Oh lower fees, whoooppeee then we can get back that poorly priced crap and turn this place into a dollar store of China sellers registering under USA accounts. All of us are supposed to clap our flippers at this fish. Ork ork ork!

1. Scot, I don't think JD's ever said "dang it"
2. My bet right now is on a good news/bad news fee restructure. Example - "Hey Sellers! You'll now get a volume discount on X number of listings as long as you qualify for the PowerSeller program! You only need 99.5% positive to qualify!(which knocks out 95% of the top sellers)", or "Hey Sellers! We'll advantage you in search/finding if you have a Shipping DSR of 4.8! (NONE of us would qualify)".
3. For my part, I am hoping that eBay finally gives us embattled Media sellers a break. It would be nice to make some money again on eBay. The last fee hike probably knocked 40% of the available CD DVD and Book skus off of eBay, and guess who got them all?
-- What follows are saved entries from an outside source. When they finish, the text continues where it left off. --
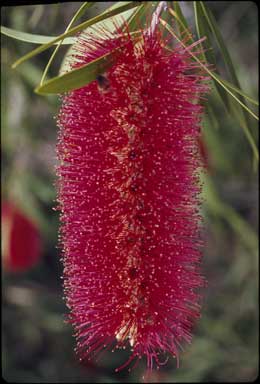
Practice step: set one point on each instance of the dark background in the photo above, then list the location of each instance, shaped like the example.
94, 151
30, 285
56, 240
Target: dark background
37, 345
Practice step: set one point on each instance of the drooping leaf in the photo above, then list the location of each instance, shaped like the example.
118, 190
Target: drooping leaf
77, 15
217, 78
32, 38
76, 29
77, 77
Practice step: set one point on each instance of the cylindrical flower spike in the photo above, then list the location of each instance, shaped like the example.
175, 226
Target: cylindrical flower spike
129, 197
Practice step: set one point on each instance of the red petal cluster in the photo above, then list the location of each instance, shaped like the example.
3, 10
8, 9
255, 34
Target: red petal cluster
21, 240
129, 197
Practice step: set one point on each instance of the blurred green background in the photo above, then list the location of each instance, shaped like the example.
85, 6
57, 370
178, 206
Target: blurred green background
37, 345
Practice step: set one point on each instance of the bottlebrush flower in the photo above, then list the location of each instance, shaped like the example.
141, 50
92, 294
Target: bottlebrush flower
128, 190
21, 240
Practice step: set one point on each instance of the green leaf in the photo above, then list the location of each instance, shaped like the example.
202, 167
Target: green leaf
77, 15
208, 54
76, 29
32, 38
78, 77
243, 117
217, 78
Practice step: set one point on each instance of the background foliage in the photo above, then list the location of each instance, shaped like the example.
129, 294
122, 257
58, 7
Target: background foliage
37, 343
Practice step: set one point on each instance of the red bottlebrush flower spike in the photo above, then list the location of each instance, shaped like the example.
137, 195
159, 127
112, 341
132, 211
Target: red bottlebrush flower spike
21, 240
129, 197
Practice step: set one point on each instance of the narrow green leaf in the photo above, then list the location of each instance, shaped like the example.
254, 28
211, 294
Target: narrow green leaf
32, 38
77, 77
220, 41
76, 29
244, 120
77, 15
243, 124
208, 54
212, 74
183, 22
235, 89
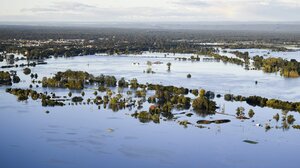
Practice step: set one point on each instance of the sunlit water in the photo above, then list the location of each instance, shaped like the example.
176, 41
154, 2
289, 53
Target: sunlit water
84, 136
The River. Personally, I'd like eBay to once again be the place where you can get IT.

Kevin

My ebay sales more than doubled during the test month of no listing fees for fp, but were still less than half what they were a couple years ago. I'm in the 2 to 10k bracket mentioned and I'm optimistic about lower fees. I really don't mind higher fvf as prices can be adjusted when the selling cost is known to begin with.

I am a bit skeptical about the new dsrs as I don't think some buyers realize just what shipping cost the seller and are prone to ding the seller for something that's beyond his control.